A partir de esa intervención se detectó que el vehículo estaba a nombre de una empresa recién creada, con domicilio en Chushengo y presidida por una persona de escasos recursos. “Eso pareció bastante sospechoso. Se nos dio intervención a nosotros y empezamos a investigar”, señaló.
Según el fiscal, la pesquisa incluyó intervenciones telefónicas y seguimientos que permitieron detectar el ingreso de más de tres millones de dólares desde México. Con esos fondos montaron una cadena de maxiquioscos denominada “Corner Mi Lugar”, con un primer local en Puerto Madero y planes de expansión.
“Las escuchas daban bastantes indicios de que estaban vinculados a gente violenta porque se hablaba de muertes y de transferencias de dinero, pero esta investigación estaba muy verde”, explicó.
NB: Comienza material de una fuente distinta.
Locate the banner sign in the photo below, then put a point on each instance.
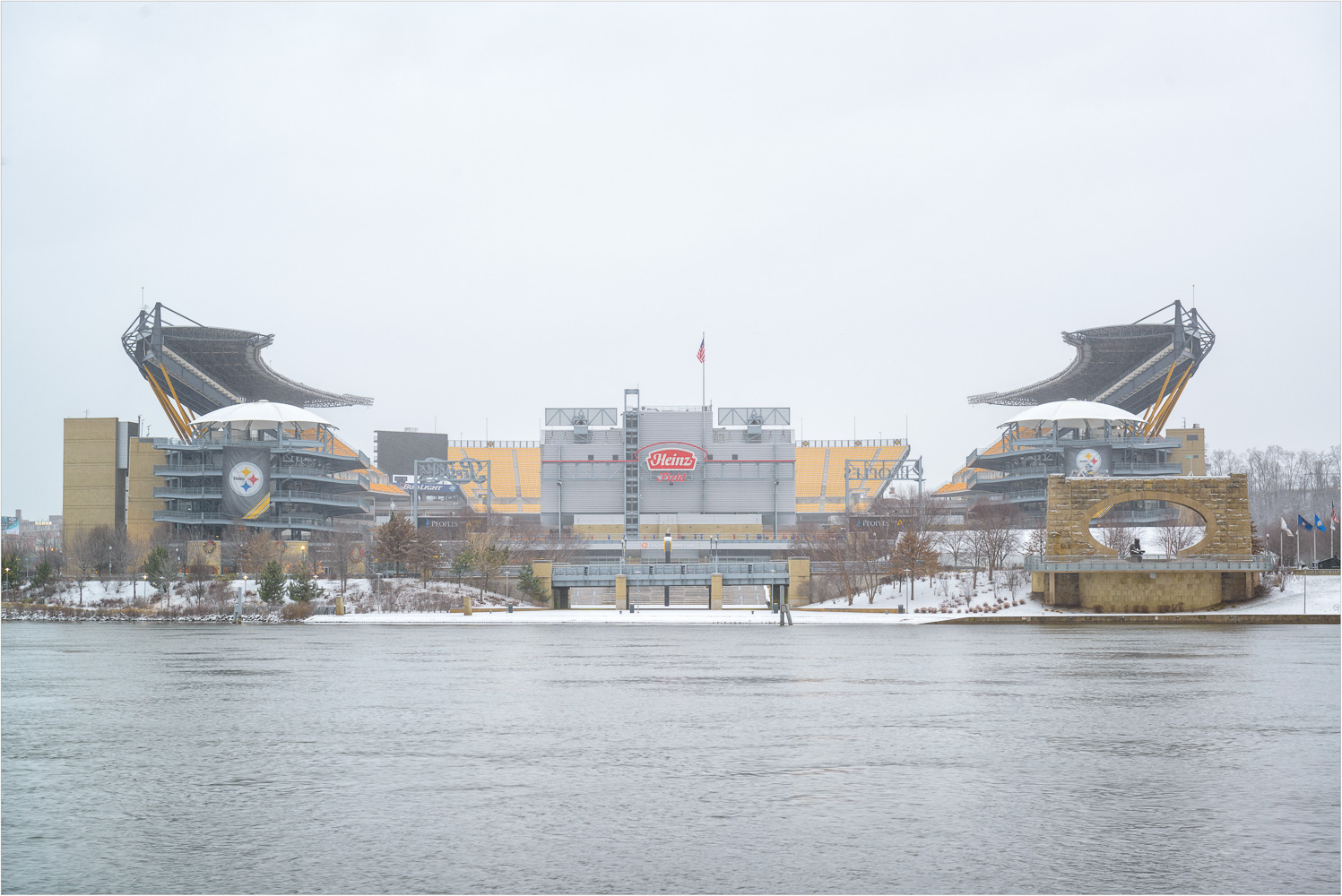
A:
(1087, 461)
(671, 464)
(431, 488)
(880, 525)
(246, 483)
(447, 526)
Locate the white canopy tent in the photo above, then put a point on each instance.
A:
(1074, 413)
(261, 415)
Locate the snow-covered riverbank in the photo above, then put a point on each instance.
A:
(410, 602)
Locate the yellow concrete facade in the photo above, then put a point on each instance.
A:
(544, 572)
(89, 475)
(799, 581)
(96, 493)
(1193, 456)
(140, 494)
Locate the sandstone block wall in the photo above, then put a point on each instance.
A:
(1222, 501)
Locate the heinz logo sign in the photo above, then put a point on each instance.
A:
(671, 459)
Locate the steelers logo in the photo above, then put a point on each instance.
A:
(1088, 461)
(245, 479)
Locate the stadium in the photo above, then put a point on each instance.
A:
(1104, 415)
(728, 479)
(619, 478)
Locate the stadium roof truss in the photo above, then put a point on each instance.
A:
(195, 369)
(1139, 367)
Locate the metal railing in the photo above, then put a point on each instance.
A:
(1147, 469)
(188, 470)
(269, 521)
(1150, 562)
(325, 445)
El giro se produjo en 2016, cuando tomó visibilidad internacional el CJNG. “Ahí empezamos a saltar cabos y nos pusimos en contacto con fiscales de Uruguay, México y Estados Unidos y se pudo determinar que lo que estábamos investigando era una avanzada de lo que se denominaba el cartel de los Queenies”, afirmó.
Basso precisó que González Valencia se había radicado en Argentina con su familia y allegados, aunque luego se trasladaron a Uruguay. “En Uruguay cuando declararon dijeron que era por temas de inflación y seguridad. Es decir que la propia realidad argentina los echó porque no les servía para lavar dinero”, sostuvo.
El líder de la estructura quedó detenido en Estados Unidos, donde fue condenado a prisión perpetua. En Argentina fueron procesados dos colaboradores: un taxista que ofició de prestanombres y aportó datos clave sobre los movimientos de la organización, y un especialista en mercadeo de apellido Calvete, vinculado al armado comercial de los negocios. Este último fue condenado el año pasado por lavado de dinero, mientras que el taxista falleció antes del juicio.